Não se trata de maior ou menor clareza, mas sim de transformações históricas, que passam pelas Cruzadas e especialmente pela Reconquista, por uma interpretação de alguns líderes muçulmanos de que as derrotas eram culpa de um afastamento de Allah. Tudo isto culmina com o fim do Império Otomano, a derrota final dos islâmicos frente aos cristãos que, não contentes em destruir seu Império, ainda os desmembra em fronteiras artificiais, incitando ódios tribais e desrespeitando as tradições locais.

Durante a idade das trevas no ocidente, o oriente vivia seu iluminismo.

Uma parte considerável de cristãos não se importa que se faça troça com o Papa, mas outra se importa. Uma parte dos cristãos não se importa com a prática do Aborto, até a defenda, mas uma minoria estridente não se limita a protestar, mas chega ao ponto de matar – vide casos documentados nos EUA.

Muitos muçulmanos – conheço vários – não deram a mínima para os desenhos de maomé, até riram! Não são fanáticos. Lembre-se dos protestos feitos por vários grupos cristãos contra exposições de imagens de Cristo ou de Nossa Senhora em poses não-ortodoxas ou em situações constrangedoras. Muitos não ligaram, outros tantos protestaram e até conseguiram proibir exposições.

Vamos dar uma olhada nas seitas cristãos que levam centenas e até milhares à morte. Jim Jones, os fanáticos do Reverendo Moon e tantas outras seitas, até tupiniquins, como as do bispo Macedo, que enganam e roubam milhões não só no Brasil, mas na África, nos EUA…

Mas, ainda assim, a maioria é laica, a maioria talvez seja até progressista em diversos aspectos.
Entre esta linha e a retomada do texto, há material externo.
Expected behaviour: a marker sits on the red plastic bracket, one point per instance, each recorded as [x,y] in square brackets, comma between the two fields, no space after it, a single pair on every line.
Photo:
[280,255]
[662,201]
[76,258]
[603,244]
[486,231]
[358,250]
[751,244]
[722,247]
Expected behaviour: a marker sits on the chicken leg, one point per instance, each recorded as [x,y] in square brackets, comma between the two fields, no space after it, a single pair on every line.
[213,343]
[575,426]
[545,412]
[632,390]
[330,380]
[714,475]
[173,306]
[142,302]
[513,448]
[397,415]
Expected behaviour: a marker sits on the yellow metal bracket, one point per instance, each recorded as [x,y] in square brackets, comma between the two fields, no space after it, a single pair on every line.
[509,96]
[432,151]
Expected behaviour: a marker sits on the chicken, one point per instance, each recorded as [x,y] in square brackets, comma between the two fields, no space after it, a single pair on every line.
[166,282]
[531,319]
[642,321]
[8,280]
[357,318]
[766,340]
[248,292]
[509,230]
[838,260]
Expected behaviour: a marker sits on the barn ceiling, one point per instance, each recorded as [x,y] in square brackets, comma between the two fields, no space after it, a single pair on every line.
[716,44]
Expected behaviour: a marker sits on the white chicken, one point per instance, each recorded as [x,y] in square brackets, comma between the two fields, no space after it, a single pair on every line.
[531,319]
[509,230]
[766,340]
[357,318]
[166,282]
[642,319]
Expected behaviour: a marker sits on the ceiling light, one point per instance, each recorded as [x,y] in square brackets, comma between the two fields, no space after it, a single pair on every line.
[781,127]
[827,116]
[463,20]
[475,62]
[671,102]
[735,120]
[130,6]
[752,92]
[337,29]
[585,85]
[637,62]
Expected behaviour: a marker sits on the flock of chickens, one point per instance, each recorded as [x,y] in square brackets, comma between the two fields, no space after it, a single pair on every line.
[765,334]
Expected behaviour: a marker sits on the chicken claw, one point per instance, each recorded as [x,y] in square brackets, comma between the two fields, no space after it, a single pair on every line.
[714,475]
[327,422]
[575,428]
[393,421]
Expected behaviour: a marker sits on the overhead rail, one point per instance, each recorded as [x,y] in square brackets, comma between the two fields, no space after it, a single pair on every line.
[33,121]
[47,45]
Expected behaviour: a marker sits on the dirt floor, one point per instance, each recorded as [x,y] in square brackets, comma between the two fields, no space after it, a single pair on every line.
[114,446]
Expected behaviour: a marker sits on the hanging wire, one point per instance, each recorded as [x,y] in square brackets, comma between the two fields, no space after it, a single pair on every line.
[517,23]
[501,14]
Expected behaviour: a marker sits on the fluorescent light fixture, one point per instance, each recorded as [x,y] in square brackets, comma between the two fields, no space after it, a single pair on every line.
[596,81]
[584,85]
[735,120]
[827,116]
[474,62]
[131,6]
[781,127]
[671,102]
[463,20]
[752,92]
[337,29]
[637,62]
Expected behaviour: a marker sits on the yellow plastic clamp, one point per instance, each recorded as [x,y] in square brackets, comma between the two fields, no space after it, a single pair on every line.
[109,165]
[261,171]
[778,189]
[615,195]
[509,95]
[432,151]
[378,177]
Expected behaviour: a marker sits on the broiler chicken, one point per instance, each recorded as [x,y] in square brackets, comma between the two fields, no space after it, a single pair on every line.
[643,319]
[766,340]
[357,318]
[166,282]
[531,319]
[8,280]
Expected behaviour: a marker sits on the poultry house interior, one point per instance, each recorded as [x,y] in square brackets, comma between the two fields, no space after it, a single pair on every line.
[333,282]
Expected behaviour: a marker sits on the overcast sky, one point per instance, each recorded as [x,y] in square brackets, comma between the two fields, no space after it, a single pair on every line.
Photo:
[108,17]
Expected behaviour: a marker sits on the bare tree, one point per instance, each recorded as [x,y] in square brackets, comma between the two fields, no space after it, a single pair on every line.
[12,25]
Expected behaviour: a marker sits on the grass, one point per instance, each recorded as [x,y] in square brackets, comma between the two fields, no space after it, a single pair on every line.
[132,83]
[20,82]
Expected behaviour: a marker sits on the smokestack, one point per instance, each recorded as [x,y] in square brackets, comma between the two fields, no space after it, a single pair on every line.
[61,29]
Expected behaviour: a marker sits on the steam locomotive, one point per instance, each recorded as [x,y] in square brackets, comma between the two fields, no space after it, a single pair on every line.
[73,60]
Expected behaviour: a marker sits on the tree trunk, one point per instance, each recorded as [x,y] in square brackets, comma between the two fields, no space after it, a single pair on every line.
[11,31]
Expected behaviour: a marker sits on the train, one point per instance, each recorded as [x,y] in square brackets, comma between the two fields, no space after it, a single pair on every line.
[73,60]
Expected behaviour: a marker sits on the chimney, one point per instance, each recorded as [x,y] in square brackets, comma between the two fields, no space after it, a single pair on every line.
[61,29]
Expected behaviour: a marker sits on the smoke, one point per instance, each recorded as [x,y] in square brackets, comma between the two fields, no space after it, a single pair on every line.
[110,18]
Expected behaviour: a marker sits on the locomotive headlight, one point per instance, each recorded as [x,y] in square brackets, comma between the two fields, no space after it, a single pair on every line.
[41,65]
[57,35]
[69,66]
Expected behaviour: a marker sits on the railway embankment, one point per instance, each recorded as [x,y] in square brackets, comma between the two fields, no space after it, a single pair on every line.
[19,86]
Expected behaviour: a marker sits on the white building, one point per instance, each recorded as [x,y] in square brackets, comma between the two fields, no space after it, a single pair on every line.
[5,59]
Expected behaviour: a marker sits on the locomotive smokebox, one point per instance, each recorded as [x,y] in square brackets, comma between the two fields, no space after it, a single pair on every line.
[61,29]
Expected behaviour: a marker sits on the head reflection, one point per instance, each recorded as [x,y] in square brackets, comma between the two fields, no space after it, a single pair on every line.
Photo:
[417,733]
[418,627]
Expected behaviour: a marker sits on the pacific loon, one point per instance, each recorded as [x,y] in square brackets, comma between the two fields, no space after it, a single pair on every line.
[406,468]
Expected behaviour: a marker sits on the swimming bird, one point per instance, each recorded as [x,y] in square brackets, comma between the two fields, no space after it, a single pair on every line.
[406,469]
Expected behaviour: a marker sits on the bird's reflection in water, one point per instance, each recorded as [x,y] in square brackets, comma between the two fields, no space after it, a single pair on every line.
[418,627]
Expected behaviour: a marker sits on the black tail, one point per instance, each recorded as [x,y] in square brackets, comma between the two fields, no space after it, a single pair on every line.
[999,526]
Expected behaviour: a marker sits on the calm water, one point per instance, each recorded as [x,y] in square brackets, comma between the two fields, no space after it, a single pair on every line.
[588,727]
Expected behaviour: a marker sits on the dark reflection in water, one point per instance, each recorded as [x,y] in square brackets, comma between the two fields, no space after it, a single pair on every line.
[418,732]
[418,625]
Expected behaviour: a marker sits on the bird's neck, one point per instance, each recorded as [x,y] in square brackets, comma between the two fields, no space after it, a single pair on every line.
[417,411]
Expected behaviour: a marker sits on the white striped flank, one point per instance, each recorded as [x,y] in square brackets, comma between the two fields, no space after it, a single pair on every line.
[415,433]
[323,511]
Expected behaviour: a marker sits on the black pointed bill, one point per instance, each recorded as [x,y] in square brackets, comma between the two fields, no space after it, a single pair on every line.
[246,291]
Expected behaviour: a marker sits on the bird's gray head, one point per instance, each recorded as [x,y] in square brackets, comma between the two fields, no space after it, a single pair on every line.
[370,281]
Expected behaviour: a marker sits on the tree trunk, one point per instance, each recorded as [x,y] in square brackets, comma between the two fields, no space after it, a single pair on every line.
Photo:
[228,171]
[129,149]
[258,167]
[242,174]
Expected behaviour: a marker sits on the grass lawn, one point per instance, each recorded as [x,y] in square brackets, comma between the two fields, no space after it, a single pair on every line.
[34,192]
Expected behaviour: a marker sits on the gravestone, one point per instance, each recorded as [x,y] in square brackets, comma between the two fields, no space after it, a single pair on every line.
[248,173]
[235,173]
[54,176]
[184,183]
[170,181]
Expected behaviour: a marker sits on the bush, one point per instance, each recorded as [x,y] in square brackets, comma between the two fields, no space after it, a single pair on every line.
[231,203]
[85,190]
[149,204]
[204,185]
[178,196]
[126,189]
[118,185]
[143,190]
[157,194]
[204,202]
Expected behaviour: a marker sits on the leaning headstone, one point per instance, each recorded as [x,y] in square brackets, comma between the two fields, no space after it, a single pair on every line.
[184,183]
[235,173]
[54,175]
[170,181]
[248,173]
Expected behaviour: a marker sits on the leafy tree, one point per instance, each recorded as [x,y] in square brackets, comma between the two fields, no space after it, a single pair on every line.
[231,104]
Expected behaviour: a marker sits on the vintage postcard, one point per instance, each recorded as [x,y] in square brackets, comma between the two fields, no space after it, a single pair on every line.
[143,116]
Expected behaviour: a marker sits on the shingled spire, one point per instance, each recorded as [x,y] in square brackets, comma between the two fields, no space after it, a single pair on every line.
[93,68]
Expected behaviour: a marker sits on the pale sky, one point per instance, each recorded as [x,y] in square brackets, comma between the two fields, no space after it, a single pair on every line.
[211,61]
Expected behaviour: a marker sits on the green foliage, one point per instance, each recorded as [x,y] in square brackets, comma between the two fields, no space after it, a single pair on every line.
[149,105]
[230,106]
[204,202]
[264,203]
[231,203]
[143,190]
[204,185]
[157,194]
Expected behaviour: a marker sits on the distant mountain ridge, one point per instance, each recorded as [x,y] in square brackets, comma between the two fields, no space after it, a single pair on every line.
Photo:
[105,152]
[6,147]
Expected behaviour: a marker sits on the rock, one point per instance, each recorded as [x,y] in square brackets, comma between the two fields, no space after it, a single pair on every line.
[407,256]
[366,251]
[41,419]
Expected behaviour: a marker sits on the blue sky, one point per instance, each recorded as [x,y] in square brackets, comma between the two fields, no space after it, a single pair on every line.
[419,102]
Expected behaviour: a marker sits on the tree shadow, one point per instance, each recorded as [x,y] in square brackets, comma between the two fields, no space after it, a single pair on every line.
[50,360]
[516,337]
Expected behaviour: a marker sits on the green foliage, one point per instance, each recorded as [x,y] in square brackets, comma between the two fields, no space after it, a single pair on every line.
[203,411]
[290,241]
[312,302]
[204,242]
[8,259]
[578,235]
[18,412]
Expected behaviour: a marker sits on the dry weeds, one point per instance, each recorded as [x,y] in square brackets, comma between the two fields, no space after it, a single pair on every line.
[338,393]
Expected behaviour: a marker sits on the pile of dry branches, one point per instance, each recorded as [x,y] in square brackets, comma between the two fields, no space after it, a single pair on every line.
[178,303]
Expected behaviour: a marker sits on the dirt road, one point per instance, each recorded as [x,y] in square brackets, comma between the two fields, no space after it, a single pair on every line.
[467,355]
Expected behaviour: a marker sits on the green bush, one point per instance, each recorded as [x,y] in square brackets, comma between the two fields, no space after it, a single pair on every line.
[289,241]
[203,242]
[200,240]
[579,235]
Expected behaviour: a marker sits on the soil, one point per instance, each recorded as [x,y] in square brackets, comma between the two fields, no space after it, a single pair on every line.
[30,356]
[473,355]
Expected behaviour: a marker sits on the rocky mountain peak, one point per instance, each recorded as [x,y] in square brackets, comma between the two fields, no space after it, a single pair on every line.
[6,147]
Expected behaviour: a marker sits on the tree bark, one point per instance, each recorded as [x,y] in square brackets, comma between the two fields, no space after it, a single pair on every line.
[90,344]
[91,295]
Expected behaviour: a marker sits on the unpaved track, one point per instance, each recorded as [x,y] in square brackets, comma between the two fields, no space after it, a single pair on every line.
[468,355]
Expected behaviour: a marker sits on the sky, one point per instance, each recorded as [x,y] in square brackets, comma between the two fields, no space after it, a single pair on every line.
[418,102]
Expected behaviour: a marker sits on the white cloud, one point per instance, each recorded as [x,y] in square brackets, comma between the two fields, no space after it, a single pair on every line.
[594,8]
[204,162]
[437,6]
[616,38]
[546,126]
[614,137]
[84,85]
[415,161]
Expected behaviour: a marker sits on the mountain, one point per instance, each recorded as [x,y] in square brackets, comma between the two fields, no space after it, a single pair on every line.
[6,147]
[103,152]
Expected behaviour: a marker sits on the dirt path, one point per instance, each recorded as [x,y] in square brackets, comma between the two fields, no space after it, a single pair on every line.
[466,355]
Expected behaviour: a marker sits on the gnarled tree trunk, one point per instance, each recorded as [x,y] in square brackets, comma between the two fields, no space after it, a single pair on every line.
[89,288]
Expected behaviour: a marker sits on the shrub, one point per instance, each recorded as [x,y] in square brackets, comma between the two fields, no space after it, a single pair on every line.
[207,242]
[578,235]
Mas, mesmo dentre os conservadoras, uma imensa parcela nem se importa com religião, mas com a base fundacional da sociedade como eles enxergam, permeados por valores – ora filosofia – que vem de fonte religiosa. Oras, temos ateus criminosos, ateus conservadores, ateus progressistas,… Culpar a religião em si pelos males do mundo é o mesmo que culpar a não-religião pelos ateus que cometem crimes, por exemplo.

Devemos, pois, entender a religião como um pano de fundo, mas são as práticas, o USO desta religião que, trazem os problemas. Assim como o uso de ideologias por grupos assassinos, por pessoas mal intencionadas.
Religião, ideologia, filosofia, são todas ferramentas de fanáticos. Basta algum querer usá-las. Religião ou filosofia, uma idéia na cabeça, um dogma ou uma certeza, todos são possíveis instrumentos para ódio, guerras e dor. Escolham.

As práticas dizem muito sobre a religião, mas devemos ter claro quais práticas estamos olhando.

O fanatismo independe de religião ou mesmo de ideologia. Mas é potencializado por ambas, conjunta ou individualmente.